Mindset 8. Orientação ao cliente. “Customer centric aproach” é uma metodologia, centrada no cliente, aqui o paciente. É uma orientação para estudar e priorizar tudo o que o cliente tem como satisfação, extensamente utilizada por muitas empresas. Neste quesito, além de curar as doenças, as instituições se preocupam com a hotelaria, a comida e até o sistema de parking dos veículos. Satisfação do cliente ou User Experience (UX) é todo um tema, pois implica medir, para dar satisfação ao paciente. Entrelaçado nos temas de Medicina baseada em Valor, este tema implica medir a satisfação do paciente, inclusive quando sai do hospital e está no período da recuperação.

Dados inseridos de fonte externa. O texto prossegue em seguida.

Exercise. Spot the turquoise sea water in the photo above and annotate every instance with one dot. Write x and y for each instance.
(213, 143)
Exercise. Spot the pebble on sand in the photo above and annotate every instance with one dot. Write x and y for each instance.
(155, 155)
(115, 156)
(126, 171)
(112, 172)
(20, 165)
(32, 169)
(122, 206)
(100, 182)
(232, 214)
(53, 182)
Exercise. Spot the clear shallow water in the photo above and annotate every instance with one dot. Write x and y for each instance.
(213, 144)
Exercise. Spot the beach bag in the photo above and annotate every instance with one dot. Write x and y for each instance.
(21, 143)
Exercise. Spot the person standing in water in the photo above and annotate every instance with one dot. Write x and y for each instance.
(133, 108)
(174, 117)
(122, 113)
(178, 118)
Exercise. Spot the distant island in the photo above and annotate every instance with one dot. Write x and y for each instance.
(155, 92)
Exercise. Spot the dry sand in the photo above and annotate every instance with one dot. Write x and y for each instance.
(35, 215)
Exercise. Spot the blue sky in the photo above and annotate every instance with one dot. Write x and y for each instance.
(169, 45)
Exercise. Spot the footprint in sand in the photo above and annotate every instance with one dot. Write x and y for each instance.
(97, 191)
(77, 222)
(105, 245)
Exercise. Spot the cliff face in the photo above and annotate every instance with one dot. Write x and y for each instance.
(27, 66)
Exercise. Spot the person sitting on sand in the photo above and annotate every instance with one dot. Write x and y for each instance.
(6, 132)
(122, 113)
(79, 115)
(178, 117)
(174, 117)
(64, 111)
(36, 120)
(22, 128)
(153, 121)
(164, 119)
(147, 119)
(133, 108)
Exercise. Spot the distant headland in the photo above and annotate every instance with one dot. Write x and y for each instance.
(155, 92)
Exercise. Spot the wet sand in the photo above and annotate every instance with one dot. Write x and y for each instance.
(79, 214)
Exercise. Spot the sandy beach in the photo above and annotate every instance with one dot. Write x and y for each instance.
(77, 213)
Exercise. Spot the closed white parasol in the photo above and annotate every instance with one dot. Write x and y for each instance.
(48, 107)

O sistema Lean Healthcare, com incidência direta na Qualidade e na economia (sistema enxuto), nos diz que tudo que não agrega valor ao cliente, deve ser eliminado. Com desperdícios hospitalares (waste), perto de 30%, reduzir este número daria até uma duplicação dos resultados atuais. Embora o processo não seja automático e leve alguns anos para a mudança de cultura, e até que muitos saibam ver o que não agrega valor ao cliente, ele é muito importante e necessário como demonstram os resultados de muitos hospitais pelo mundo. Temos muito estoque sobrando, demasiadas caminhadas internas que podem ser evitas e muito espaço para recuperar. Mais informações você encontra no livro “Lean Healthcare” de minha autoria, que está disponível para download gratuito, na plataforma Opuspac University (www.opuspac-university.com).
A aplicação das normas Lean Healthcare, (não confundir com Lean 6 Sigma), é outro dos caminhos para melhorar o Mindset, orientado ao que realmente oferece utilidade ao cliente do seguinte processo ou ao paciente que é o cliente final.
Mindset 9. Melhorar a Qualidade é também um bom negócio. Um estudo sobre os hospitais de maior lucratividade nos Estados Unidos, revela que dão muita ênfase na Qualidade – Quality Assurance (QA). Este último conceito abarca desde a qualidade até a segurança do paciente – Patient Safety. Uma gerência de QA, ou de Lean, Quality and Safety (LQS), com hierarquia de trato direto com o diretor do hospital, seguramente dará um melhoramento dos resultados.
Aqui podemos observar como um hospital que se encontra à esquerda do ponto mínimo, ao aumentar a qualidade, se desloca para a direita, reduzindo seus custos totais, enquanto aumenta seus investimentos em qualidade. Os poucos hospitais à direita do ponto mínimo são aqueles que colocam a qualidade como um fator primordial em sua estratégia comercial e podem lucrar mais por isso. Estas soluções são propositalmente utópicas e o motivo de expressar isto aqui é de provocar novas ideais e visões, diferentes das cotidianas. Talvez não se consiga aplicar todas elas, mas um mindset não é uma sequência de procedimentos, é uma visão, um ideal a procurar. Para tempos excepcionais, se requerem soluções excepcionais.
Nota: Este artigo, foi motivado após a apresentação do Dr. Fernando Torelly e Dr. Paulo Chapchap, onde mencionaram que a situação de hospitais hoje é crítica e que chegou o momento de mudar e buscar soluções fora das instituições hospitalares.